[ZPT] CVS: Packages/TAL - HTMLParser.py:1.12
fred@digicool.com
fred@digicool.com
Fri, 6 Apr 2001 16:09:42 -0400 (EDT)
Update of /cvs-repository/Packages/TAL
In directory korak:/tmp/cvs-serv19345
Modified Files:
HTMLParser.py
Log Message:
locatestarttagend: Completely re-write the expression so to be much
more strict about matchnig only what's legal.
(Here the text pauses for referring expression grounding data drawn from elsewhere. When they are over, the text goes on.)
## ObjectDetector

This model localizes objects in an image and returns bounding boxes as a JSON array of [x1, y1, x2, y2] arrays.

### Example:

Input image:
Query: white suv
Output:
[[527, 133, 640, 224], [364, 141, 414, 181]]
The expression ends
up being a bit more complex, and needs additional checks to be
done on what follows.
HTMLParser.check_for_whole_start_tag(): Helper method that uses
locatestarttagend, performs the required additional checks, and
determines whether we've actually found the end of the start tag,
are at a buffer boundary, or have encountered an syntactical
error.
HTMLParser.parse_starttag(): Use check_for_whole_start_tag() to see
if we really have the start tag.
HTMLParseError.__init__(): Simplify assertion.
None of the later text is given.